By Khurram Habib
New Delhi, April 2 (IANS) Ranjib Biswal, the manager of the 2011 World Cup-winning team, said he still gets goosebumps when he recalls the final against Sri Lanka 10 years ago.
On April 2, 2011, India had defeated their island neighbours to win the 50-over World Cup for the first time in 28 years.
But before that six-wicket win, India endured nervous moments chasing 274 after losing two early wickets.
The former Odisha first-class cricketer, who is also a politician now, says there was tension in the dressing room after the early dismissals of Tendulkar and Sehwag since everyone in the camp knew that Indian fans would never forgive a loss in the final, especially at home.
“Indian fans don’t forgive you if you lose a World Cup final, that too in India. If we would have lost that match, it could have been upside down. There was tension. The whole stadium went silent (after Tendulkar and Sehwag’s dismissals). The handful of Sri Lankan spectators began beating drums and shouting crazily. The atmosphere was very tense because we were playing in India with all this pressure. Add to that there had been threats,” recalled Biswal while speaking to IANS.
“Sachin, Sehwag and I were the only ones sitting in the dressing room. Being very superstitious, Sachin said we shouldn’t move out of the room and we had to sit literally in the same position throughout the match till it ended. The rest were on the balcony. During breaks also, we used to just run, finish whatever (like toilet etc.) and return to the same position. Basically, you can say, players like Tendulkar and Sehwag were very involved,” Biswal added.
“We watched the whole match in the dressing room on TV only. Didn’t come out to the balcony. Things got easy and we knew we were close to the victory.”
The 50-year-old said coach Gary Kirsten and skipper MS Dhoni were very calm and didn’t betray emotions but he knew that in the deep recess of their hearts, they were tense.
“These were all seasoned cricketers. They knew how to handle pressure. MS [Dhoni] didn’t have a good World Cup. But MS promoting himself and seeing India win was something that is extraordinary and has stayed fixed in my mind. Because the captain taking the responsibility on his shoulder is something you feel proud about,” he added.

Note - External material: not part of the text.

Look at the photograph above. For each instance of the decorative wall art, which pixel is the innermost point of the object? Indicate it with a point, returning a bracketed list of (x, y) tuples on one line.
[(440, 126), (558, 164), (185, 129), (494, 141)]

“Mostly the decision (the decision to promote Dhoni to No. 5) was MS.”
Biswal recalled Virat Kohli as very different from what he is now. Kohli had scored a crucial 35, batting at No. 4, and added 83 with Gambhir for the third wicket to bring India back on track after the early loss of wickets.
“He was the baby of the team and used to keep the team morale high and he used to be humorous in the dressing room. He was a happy-go-lucky guy, used to sing and dance. He was very playful. Now you see a different Virat. Virat of that time was the youngest of the lot and used to entertain people. He never used to sit in one place,” said Biswal.
“[Suresh] Raina and Harbhajan [Singh] were the others who were chirpy. They were really shouting from the balcony when they were hitting the fours and the sixes. That was to keep the team spirit up,” added Biswal who praised Dhoni for bringing the team of various personalities and age together.
“With seniors like Sachin and Zaheer around and youngsters like Virat, one thing that MS did was to gel them together. There was no gap between senior and junior. All these young people were given the comfort zone. So this made them really comfortable within the team. Zaheer and Gambhir were the serious kind who enjoyed their own space.”
Biswal, a former right-handed batsman and an off-spinner himself, said that the players knew that the batting was strong and they could chase any total.
“We knew we had great batting strength but we had to play 50 overs to win the game. We knew we had to keep rotating the strike, get as many runs in 30-35 overs as possible (without losing wickets) and then plan (go after the bowling) in the last 15 overs. And if you see it was done in the same sequence,” he explained the chase in the final.
The fact that India had fairly long gaps between matches also helped. India were a bit down after losing to South Africa in a league game but an eight-day break before the next game against West Indies helped them regain confidence.
“This was a very long tournament. The team that played the World Cup had been together for a year. The core team and the fringe players were there in the system. When the World Cup started, the morale was high. We had won the Asia Cup in Sri Lanka (in 2010). There was a bit of disappointment when we lost to South Africa, the only game we lost. But since we had time and the World Cup was over a period of one and a half months, we regained composure,” he further explained.
“It was a billion dreams and a billion prayers. Since 1983 we had not won many major tournaments – except for a couple (World Championship of Cricket in 1985 and T20 World Cup in 2007). Being played in India, naturally everyone was expecting that India should win the World Cup. Like 1983, 2011 World Cup win was also the turning point for Indian cricket.”